While most children switched to other first-line MS drugs, 55 children (21.3%) had to be switched to a variety of “second-line” drugs, such as broad-spectrum chemotherapies and corticosteroids, results showed. These children had shown MS relapses or new brain lesions detected on MRI scans.

“Multiple papers on the use of first-line therapies in the pediatric MS population have been published over the past 10 years, and the use of first-line therapies in this population has come to be accepted as relatively safe,” says Yeh. “In practice, however, we were seeing more and more children who continued to have very active disease despite use of first-line therapies.

“Little information on the use of second-line therapies in children with MS was available prior to the publication of this paper, so we set out to evaluate the use of second-line therapies in treatment-resistant cases of pediatric MS.”

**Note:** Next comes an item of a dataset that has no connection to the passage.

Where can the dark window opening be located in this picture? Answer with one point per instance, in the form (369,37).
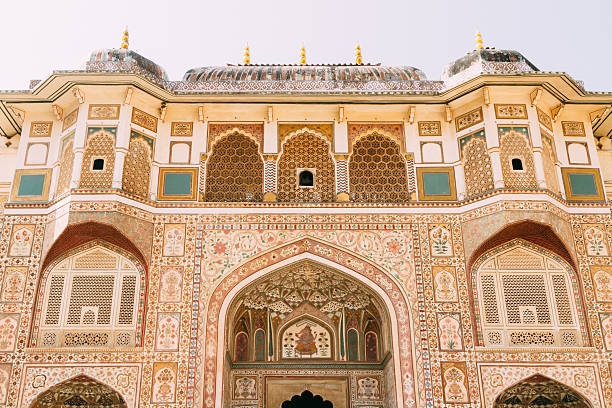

MS commonly is considered a disease diagnosed in young to middle-aged adults. However, studies have determined that 8,000-10,000 children in the U.S. have MS, which accounts for two-to-five percent of those diagnosed with the disease. As many as 10,000-15,000 children are estimated to experience MS symptoms.

“The review clearly shows that a subset of children with pediatric MS has aggressive disease in need of chemotherapy or other second-line therapies and, further, that these second-line therapies may be well tolerated in this group,” says Yeh. It also suggests that almost 80 percent of children with MS will probably respond to one of the current FDA-approved first-line MS therapies, such as interferon and glatiramer acetate.

Additional authors on the paper, all from the National Network of Pediatric MS Centers of Excellence, are Emmanuelle Waubant, MD, PhD; Lauren B. Krupp, MD; Jayne Ness, MD, PhD; Tanuja Chitnis, MD; Nancy Kuntz, MD; Murali Ramanathan, PhD; Anita Bellman, MD; Dorothee Chablas, MD, PhD; Mark P. Gorman, MD; Moses Rodriguez, MD; John Robert Rinker II, MD; and Bianca Weinstock-Guttman, MD.

The research was supported by the National Multiple Sclerosis Society.